Really Good, Actually(26)



Olivia ran marathons, which was why she had the eggs. She was always knocking back some protein between meals, uncomplainingly chewing through turkey jerky or counting out eight almonds. The Pocket Eggs were her worst snack by far—a seemingly endless supply of damp hard-boiled eggs she carried around and whipped out at inopportune moments to peel and unselfconsciously eat.

“So,” she said perkily, fingernails digging into the shell of the first egg. “What’s new?”

I think possibly my husband has stolen our cat, or is going to move somewhere new without telling me and take her with him, or simply hates my guts and wants me to struggle, or the cat is a hostage, or this is an elaborate scheme to win me back, or maybe he’s gone insane, and this is a cry for help, and I need to find h—

“Not much.”

Olivia laughed: “Same old, same old!” She said this with enthusiasm, like it was a fun new phrase she was trying out. I tried to turn back to my computer, but she was clearly in the mood for a chatty little break. The thought crossed my mind that she might have come in here, with this attitude, on purpose, to cheer me up—horrific.

The problem was that Olivia was a wonderful, considerate person, and she always brought extra almonds in case anyone wanted some, and she’d never asked me to do a 10k with her even though she was always doing them and had once asked Merris if she’d like to join. Merris had not joined, and we sometimes had a little laugh about the Pocket Eggs, but it was not pleasurable or even really possible to dislike Olivia, so you had to take the eggs as part of it.

“. . . which isn’t terrible or anything, but it’s not my job to field those kinds of questions when Google would answer faster than me,” she finished, making me realize I hadn’t been listening, just staring at her hands picking haphazardly at an eggshell. It was not peeling easy—the egg beneath was pocked and uneven, the shell chipping and pulling little chunks of white along with it. I felt sick.

Olivia continued: “There’s this one girl who emails me almost every day, and on the one hand, I empathize, and I hope she’s got friends or loved ones or, you know, people in her life, but it’s not really my job to be there for her like that . . .”

Was this because I emailed his parents? It was only to say thank you for welcoming me into their family, and that I would miss them, and that if they wanted to hang out sometime, surely we still could? What was so wrong with that? They hadn’t responded, and I’d only followed up once.

Olivia was still going. “I’m being so mean . . . but if I responded to every lonely student with no boundaries, it would be another full-time job, and I basically already have three. Are you sure you’re okay?” Olivia seasoned her second egg with a limp little salt and pepper packet that was also in the bag. “Can I get you a coffee or something?”

She took a big bite and I imagined her at home, wiped from a day of mountain biking with her fiancé, filling a twelve-gallon pot of water to boil a thousand eggs.

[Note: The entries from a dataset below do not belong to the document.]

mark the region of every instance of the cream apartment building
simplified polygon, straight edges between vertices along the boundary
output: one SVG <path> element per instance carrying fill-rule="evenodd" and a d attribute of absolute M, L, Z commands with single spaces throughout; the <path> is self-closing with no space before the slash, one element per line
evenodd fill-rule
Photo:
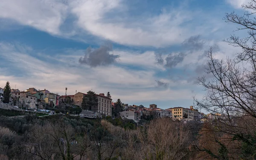
<path fill-rule="evenodd" d="M 86 94 L 79 92 L 74 95 L 74 104 L 81 107 L 83 98 L 85 97 Z M 112 99 L 105 96 L 104 93 L 96 94 L 98 98 L 98 106 L 92 107 L 91 110 L 97 112 L 102 115 L 112 116 Z"/>
<path fill-rule="evenodd" d="M 195 121 L 198 119 L 198 111 L 197 109 L 194 109 L 192 106 L 190 108 L 183 107 L 171 108 L 166 110 L 172 111 L 172 119 L 185 119 L 187 121 Z M 184 116 L 187 115 L 187 118 L 185 118 Z"/>
<path fill-rule="evenodd" d="M 140 111 L 134 109 L 128 109 L 120 112 L 121 118 L 134 120 L 136 123 L 138 123 L 140 120 Z"/>
<path fill-rule="evenodd" d="M 21 103 L 24 107 L 30 109 L 36 108 L 37 97 L 27 93 L 26 92 L 13 92 L 12 97 L 16 98 L 17 101 Z"/>

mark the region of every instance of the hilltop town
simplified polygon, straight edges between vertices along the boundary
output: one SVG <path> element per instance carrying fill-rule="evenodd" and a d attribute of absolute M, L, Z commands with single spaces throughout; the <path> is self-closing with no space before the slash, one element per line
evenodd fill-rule
<path fill-rule="evenodd" d="M 5 99 L 3 89 L 0 88 L 0 92 L 1 100 L 3 101 Z M 93 94 L 96 100 L 96 104 L 86 109 L 83 108 L 82 104 L 83 101 L 87 99 L 87 93 L 78 92 L 73 95 L 60 95 L 45 89 L 38 90 L 34 87 L 23 91 L 11 89 L 8 103 L 16 107 L 35 111 L 80 114 L 84 117 L 89 117 L 90 113 L 94 115 L 97 113 L 101 117 L 121 117 L 133 120 L 136 123 L 138 123 L 141 119 L 150 120 L 157 118 L 168 117 L 173 120 L 182 121 L 200 121 L 204 118 L 204 114 L 193 108 L 192 106 L 188 108 L 176 107 L 163 109 L 158 107 L 157 104 L 152 104 L 148 107 L 145 107 L 143 105 L 128 105 L 121 102 L 119 99 L 114 102 L 110 93 L 106 95 L 104 93 Z M 87 103 L 90 103 L 92 100 L 87 101 Z M 89 111 L 87 112 L 87 115 L 84 112 L 82 112 L 84 109 Z"/>

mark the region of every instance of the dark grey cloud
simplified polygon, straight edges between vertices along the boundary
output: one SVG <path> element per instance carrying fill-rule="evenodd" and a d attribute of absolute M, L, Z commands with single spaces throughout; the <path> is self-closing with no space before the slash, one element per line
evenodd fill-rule
<path fill-rule="evenodd" d="M 159 65 L 163 65 L 163 59 L 162 57 L 162 53 L 154 53 L 155 58 L 157 61 L 157 64 Z"/>
<path fill-rule="evenodd" d="M 204 47 L 205 42 L 200 35 L 192 36 L 182 42 L 182 46 L 187 49 L 200 50 Z"/>
<path fill-rule="evenodd" d="M 84 56 L 79 59 L 80 64 L 87 65 L 91 67 L 98 66 L 105 66 L 116 62 L 119 55 L 110 54 L 113 51 L 111 45 L 101 46 L 99 48 L 92 49 L 90 47 L 86 49 Z"/>
<path fill-rule="evenodd" d="M 161 81 L 156 80 L 156 81 L 157 83 L 157 87 L 163 87 L 164 88 L 167 88 L 168 87 L 169 85 L 169 84 L 168 83 L 165 83 Z"/>
<path fill-rule="evenodd" d="M 165 66 L 168 68 L 172 68 L 176 66 L 179 63 L 183 61 L 185 54 L 183 53 L 169 54 L 166 58 L 166 64 Z"/>

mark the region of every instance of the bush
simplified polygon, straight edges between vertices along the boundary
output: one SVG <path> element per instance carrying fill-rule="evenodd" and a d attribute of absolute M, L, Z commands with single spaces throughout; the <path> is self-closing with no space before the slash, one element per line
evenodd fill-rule
<path fill-rule="evenodd" d="M 25 112 L 23 111 L 0 109 L 0 116 L 12 117 L 23 115 L 25 115 Z"/>
<path fill-rule="evenodd" d="M 56 110 L 55 110 L 55 113 L 60 113 L 60 112 L 60 112 L 60 110 L 58 110 L 58 109 L 56 109 Z"/>

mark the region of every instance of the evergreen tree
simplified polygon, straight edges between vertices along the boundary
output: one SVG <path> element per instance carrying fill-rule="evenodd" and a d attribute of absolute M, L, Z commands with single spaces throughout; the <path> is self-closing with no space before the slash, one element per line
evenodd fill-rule
<path fill-rule="evenodd" d="M 10 96 L 11 86 L 10 86 L 10 83 L 7 81 L 3 88 L 3 103 L 9 103 Z"/>
<path fill-rule="evenodd" d="M 108 92 L 107 93 L 107 97 L 111 98 L 111 95 L 110 95 L 109 92 Z"/>
<path fill-rule="evenodd" d="M 124 107 L 122 107 L 122 103 L 120 99 L 118 99 L 115 104 L 116 106 L 113 109 L 113 113 L 115 117 L 116 117 L 119 115 L 119 112 L 124 110 Z M 112 110 L 113 110 L 113 109 Z"/>
<path fill-rule="evenodd" d="M 89 90 L 83 98 L 81 108 L 83 109 L 91 110 L 92 108 L 98 107 L 98 98 L 94 92 Z"/>

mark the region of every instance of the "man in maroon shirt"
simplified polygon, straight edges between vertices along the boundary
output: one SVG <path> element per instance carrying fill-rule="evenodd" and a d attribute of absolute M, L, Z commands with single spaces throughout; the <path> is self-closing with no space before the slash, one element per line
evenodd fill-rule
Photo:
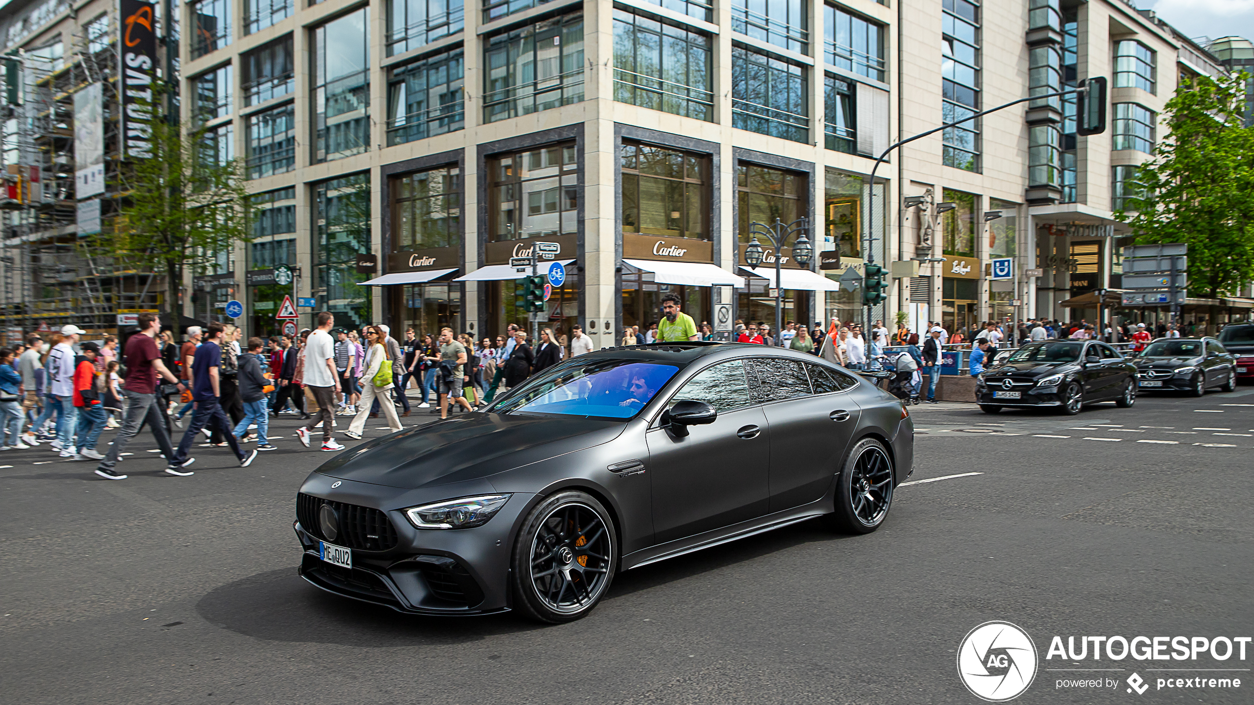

“I know you’re going through a hard time,” she said.

I shrugged and said I was okay, a bit bored and broke mostly. “Don’t worry,” I said, adopting a faux-brave expression. “I’m only suicidal on Mondays.”

Olivia’s face was suddenly very grave.

“I’m kidding,” I said. “I’m fine.”

Olivia folded the plastic bag the eggs came in and put it back in her pocket.

“Change can be so difficult,” she said. “Are you getting out of the house? Seeing friends?”

I said something about doing my best. Her head was tilted so far to the side it looked uncomfortable.

“Listen, if it ever feels like too much, if you ever start to feel like you might, you know, if you need someone, in an . . . emergency situation . . .”

“Jesus, Olivia, it was a joke,” I said. “Come on.”

Olivia swallowed. “Of course it was,” she said. “But you have to do your due diligence with these things . . . and you’ve been looking so . . . Anyway. If you ever want to talk to someone, for any reason, I’m here. Just don’t tell my students, right?”

She tittered nervously and turned to leave, looking back at me with such genuine concern I blushed. I turned to focus on my computer. Dozens of Drew Barrymores grinned back at me, sticking out their tongues and flashing David Letterman. They looked good, but their eyes were empty.

I tried to remember the last time I’d been in touch with Jon. A voicemail a week ago, because Bean Pun, our favorite coffee shop, was turning into a Starbucks. Text messages the week before that said, i don’t know what happened to us, then sorry, that was stupid, then haha, hope you’re well!! But what had happened to us? Weren’t we going to do this the nice way? At the very least, wasn’t the cat conversation fucking ongoing?

He didn’t get to slink away in the night with the animal I had jokingly but also incredibly seriously referred to as my only child. I would not be denied a final boop on her soft nose, or a bittersweet moment where Jon and I wished each other well and exchanged platitudes about growth, where maybe he wistfully kissed my forehead. We had decided it was over, yes, but we were supposed to work together to end it properly.

Merris came in, wearing one of her jazzier sweater shawls. She was holding a small baggie of eggs. “You have unsettled Olivia,” she said, putting them down in front of me. “Apparently B12 will help.”